The Queen Fiction Review : 2011/09/09
The Queen
by Steven James
Grand Rapids: Revell, 2011, 516 pp., paperback
The Queen maintains the expected high tension of its predecessors in the Patrick Bowers series. Some series fade by the time they get past three books, but this one just keeps getting better. FBI Special Agent Patrick Bowers once again finds himself torn between convoluted mysteries on the job along with the mysteries of trying to raise his teenaged step-daughter Tessa without her mother, Bowers' late wife. As with the other novels, this one is written partially first person from Bowers' view, and partially third person. Although I disliked that approach at first, by now it wouldn't seem right to read a Bowers thriller any other way.
This riveting tale takes Bowers to a Wisconsin town where a double homicide is far more significant than it originally seems to be.
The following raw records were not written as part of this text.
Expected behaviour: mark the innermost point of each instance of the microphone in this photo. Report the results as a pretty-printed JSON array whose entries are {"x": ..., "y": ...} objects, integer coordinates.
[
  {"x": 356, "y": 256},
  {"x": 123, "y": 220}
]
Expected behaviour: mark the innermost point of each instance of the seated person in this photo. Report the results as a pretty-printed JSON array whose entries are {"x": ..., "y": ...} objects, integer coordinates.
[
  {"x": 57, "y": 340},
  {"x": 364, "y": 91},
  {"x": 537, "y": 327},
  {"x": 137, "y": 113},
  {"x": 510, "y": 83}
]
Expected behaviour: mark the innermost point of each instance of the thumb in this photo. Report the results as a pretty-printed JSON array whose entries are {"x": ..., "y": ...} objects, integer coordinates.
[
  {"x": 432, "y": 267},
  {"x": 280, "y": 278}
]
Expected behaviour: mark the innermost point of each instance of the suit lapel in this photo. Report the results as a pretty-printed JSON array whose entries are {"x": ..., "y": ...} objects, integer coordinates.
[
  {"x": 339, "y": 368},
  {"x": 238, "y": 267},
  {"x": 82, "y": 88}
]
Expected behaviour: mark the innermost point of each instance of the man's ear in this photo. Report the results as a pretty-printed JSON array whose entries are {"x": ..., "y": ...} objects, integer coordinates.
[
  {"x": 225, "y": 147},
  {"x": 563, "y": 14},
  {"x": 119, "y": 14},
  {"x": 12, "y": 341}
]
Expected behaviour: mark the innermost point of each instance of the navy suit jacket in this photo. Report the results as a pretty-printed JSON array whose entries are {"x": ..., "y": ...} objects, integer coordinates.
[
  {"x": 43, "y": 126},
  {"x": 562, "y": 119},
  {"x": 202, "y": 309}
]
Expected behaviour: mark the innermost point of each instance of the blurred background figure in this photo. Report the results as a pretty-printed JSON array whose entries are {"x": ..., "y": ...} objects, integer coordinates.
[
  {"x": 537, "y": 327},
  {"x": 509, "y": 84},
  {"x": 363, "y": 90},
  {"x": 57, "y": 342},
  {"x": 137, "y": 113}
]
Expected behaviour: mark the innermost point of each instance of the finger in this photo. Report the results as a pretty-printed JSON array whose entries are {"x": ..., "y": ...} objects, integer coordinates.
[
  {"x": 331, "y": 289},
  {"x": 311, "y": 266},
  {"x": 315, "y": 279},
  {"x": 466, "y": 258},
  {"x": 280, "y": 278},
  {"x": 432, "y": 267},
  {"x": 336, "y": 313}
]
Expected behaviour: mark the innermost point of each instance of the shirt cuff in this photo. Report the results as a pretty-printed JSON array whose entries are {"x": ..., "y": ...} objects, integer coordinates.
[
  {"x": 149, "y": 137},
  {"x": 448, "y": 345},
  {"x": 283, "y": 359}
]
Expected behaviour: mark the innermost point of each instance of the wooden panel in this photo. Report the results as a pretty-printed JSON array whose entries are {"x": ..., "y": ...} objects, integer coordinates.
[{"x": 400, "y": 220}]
Soon buried Cold War secrets and the turbulent current world of the Middle East collide with Bowers in the middle, trying to stop a major terror attack.
I've noted in prior reviews that the series is not blatantly Christian, but this novel conveys a more up-front Christianity than most of the others. Bowers seems a little more real and a little less James Bond than before, and Tessa continues to play a key role in the story. Part of the appeal of the series is that Christian characters struggle more than expected, and even some brutal killers have their sensitive and laudable sides.
I wish I didn't have to wait until next year for book six, undoubtedly titled
The King. Considering we also get
The Hobbit movie in 2012, it should be a good year!